J14 protest leader: Housing recommendations a bluff

"If it looks like a bluff, walks like a bluff, and smells like a bluff, chances are it is a bluff,” says National Union of Students chair.

Tent city protests (photo credit: Marc Israel Sellem)
Tent city protests
(photo credit: Marc Israel Sellem)
The cabinet’s approval of the Trajtenberg Committee’s housing proposals is nothing more than a bluff for the Israeli public, one of the leaders of last summer’s “J14” social justice protests said on Sunday.
Itzik Shmuli, chairman of the National Union of Israeli Students, said the committee’s recommendations were never serious enough to begin with, and “in a larger sense, they [the government] weakened all of the serious recommendations that were included in the report. All of the government’s dealings with the demands of the protests were superficial and not serious. If it looks like a bluff, walks like a bluff, and smells like a bluff, chances are it is a bluff.”
Shmuli said the cabinet vote was further evidence of the government’s neglect of the middle class, and its inability to take seriously the protest movement that took to the nation’s streets last summer.

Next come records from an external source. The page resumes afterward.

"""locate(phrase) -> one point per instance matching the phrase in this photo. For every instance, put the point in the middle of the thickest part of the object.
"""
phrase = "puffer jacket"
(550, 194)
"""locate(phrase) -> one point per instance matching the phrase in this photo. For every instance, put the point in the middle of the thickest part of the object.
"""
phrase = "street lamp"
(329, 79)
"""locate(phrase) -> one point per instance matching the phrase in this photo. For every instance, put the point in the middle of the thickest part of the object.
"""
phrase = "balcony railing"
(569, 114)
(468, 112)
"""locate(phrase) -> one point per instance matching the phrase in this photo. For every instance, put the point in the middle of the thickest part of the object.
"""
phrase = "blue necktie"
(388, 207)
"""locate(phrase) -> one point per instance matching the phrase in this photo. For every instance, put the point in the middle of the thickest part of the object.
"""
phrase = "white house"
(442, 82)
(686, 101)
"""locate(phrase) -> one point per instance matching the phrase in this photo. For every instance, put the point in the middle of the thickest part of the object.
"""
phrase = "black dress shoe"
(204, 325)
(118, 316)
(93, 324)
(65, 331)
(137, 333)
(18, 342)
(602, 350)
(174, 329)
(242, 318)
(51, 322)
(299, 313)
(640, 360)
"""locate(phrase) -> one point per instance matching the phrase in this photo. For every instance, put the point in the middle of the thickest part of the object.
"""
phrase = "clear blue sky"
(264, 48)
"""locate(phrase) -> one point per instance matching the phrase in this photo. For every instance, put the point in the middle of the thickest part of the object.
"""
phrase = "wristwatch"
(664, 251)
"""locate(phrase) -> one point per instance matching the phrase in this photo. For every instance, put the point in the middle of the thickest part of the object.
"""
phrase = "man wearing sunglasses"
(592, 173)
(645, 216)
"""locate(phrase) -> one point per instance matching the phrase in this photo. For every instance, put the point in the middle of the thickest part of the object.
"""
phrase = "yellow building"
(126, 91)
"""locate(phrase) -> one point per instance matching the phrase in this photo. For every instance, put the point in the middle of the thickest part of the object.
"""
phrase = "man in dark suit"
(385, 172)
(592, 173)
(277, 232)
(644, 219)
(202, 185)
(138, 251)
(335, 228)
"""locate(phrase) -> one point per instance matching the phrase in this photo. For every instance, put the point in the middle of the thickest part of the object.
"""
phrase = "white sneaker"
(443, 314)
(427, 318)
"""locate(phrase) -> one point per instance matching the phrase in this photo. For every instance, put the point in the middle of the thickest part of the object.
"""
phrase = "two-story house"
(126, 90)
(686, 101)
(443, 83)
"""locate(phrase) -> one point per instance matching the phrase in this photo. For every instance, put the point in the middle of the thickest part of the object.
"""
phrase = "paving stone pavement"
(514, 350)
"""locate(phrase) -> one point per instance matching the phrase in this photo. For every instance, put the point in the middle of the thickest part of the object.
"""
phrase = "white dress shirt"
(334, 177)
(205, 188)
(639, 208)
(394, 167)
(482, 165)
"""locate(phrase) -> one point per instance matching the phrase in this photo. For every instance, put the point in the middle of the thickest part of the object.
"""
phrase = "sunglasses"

When asked if the students planned to take to the streets again, he said, “They already know how to do this, and the way it looks right now, I think it is absolutely a possibility.”
Stav Shafir, another one of the main activists behind the protest movement, had a more positive impression of the cabinet decision. “We see this as a great victory for the protests and it shows that results can be reached,” she said, adding that “we see it as just a beginning, though.”
Shafir said she believed the government still did not view affordable housing as a legitimate request, or at least not to the degree to where it would work to ensure that every Israeli could obtain housing.
She also said the government needed to look for “deep social solutions,” such as laws ensuring that rent not exceed 30 percent of a tenant’s income, and that more public housing needed to be built.
“We must use this as a beginning but continue to pressure the government,” she said.